I have all expectations of excellent CS, as I've had several interactions with them in the past (but for nothing as serious as this). However I won't be finding out how long the next one will last because I will be promptly selling it and awaiting my new pair of Ethers. They have chosen not to keep the community up-to-date on what is clearly a widespread problem so I'm choosing to cut my losses. Their CS is excellent now, but what about 10 years from now after the umpteenth driver failure? Good cans should last 20+ years. Will they even be around then and willing to honor an unofficial warrantly? I'm not the only one in the past who has suggested it's time for Audeze to tell us what's going on.
Based on everything that's been written across these threads my educated guess is that there's no easy fix to whatever it is that is causing some (okay, many) of the LCD-3's to crap-out. If there was an easy or clear fix that didn't negatively impact SQ it's a pretty clear bet (again IMO) that Audeze would have implemented it. Not "fixing" the problem causes customers issues, hurts Audeze's brand and costs them significant money in having to repair the broken units. The only logical reason I can see for them not having done anything is that they've tried different fixes and one of three things has happened:
1) The "fix" negatively impacted SQ and killed the "magic" that makes the LCD-3's the magnificent beasts they are. This is potentially why the LCD-X and -XC don't have the same emotion in the mid-range as the LCD-3's, even though they are newer and more "bullet proof" models and don't appear to have these same failure modes.

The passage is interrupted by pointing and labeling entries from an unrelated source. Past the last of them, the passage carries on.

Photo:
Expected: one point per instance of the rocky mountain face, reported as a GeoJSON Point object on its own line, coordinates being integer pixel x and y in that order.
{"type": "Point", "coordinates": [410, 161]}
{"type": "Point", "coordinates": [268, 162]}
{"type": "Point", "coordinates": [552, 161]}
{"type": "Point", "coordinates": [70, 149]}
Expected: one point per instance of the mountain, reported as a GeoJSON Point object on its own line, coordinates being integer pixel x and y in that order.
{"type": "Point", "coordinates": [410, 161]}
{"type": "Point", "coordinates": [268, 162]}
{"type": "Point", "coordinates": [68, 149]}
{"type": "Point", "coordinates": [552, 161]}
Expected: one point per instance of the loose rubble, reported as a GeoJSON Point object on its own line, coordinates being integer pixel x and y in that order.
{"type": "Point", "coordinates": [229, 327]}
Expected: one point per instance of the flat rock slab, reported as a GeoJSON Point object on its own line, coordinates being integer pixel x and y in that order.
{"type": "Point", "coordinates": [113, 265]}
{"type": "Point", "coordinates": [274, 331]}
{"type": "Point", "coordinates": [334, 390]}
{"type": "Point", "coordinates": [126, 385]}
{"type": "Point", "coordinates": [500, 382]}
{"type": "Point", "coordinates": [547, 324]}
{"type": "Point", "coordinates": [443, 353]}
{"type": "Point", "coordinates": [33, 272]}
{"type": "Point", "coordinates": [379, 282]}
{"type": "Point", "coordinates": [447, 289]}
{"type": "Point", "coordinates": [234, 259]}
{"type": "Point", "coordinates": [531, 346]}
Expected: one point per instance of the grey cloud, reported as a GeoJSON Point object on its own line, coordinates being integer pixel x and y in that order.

2) The "fix" ended up being something that was already patented by someone else. The technology in the membranes for planars is a cutting edge thing. Just look at
Fang Bian's video where he shows off the membrane material for the HE1K's, with it floating through the air for so much longer than one would think possible (sorry, can't find the link to the video right now).
3) The "fix" couldn't be manufactured cost effectively, the suppliers couldn't supply it, the risks associated with it were worse than the current approach, etc. Okay, this means essentially the potential fix was not actually a fix.
And if you play out the business logic, if Audeze was to come out and say "we have a defective product" it might make a few people happy to know, but then there would be a deluge of people sending LCD-3's in, potentially crippling the company. And call me crazy, but I don't want them to fail. The LCD-3 (when it's working - luckily mine has never had any issues) is amazing and I don't want that company to disappear from the HP landscape. Audeze seems to be taking the pragmatic high-road, standing behind their product and fixing it when it gets broke. If they didn't do that, then different story, and I'd take out my pitchfork and torch and join you in the call for blood. As far as products lasting 20+ years, don't know many things that do that anymore. Would be nice, but might be a bridge too far (heck, even the bridges don't all seem to be lasting all that long as our friends in MSP found out a few years ago).
Anyway, as Mr. Gump so wisely said - "that's all I have to say about that".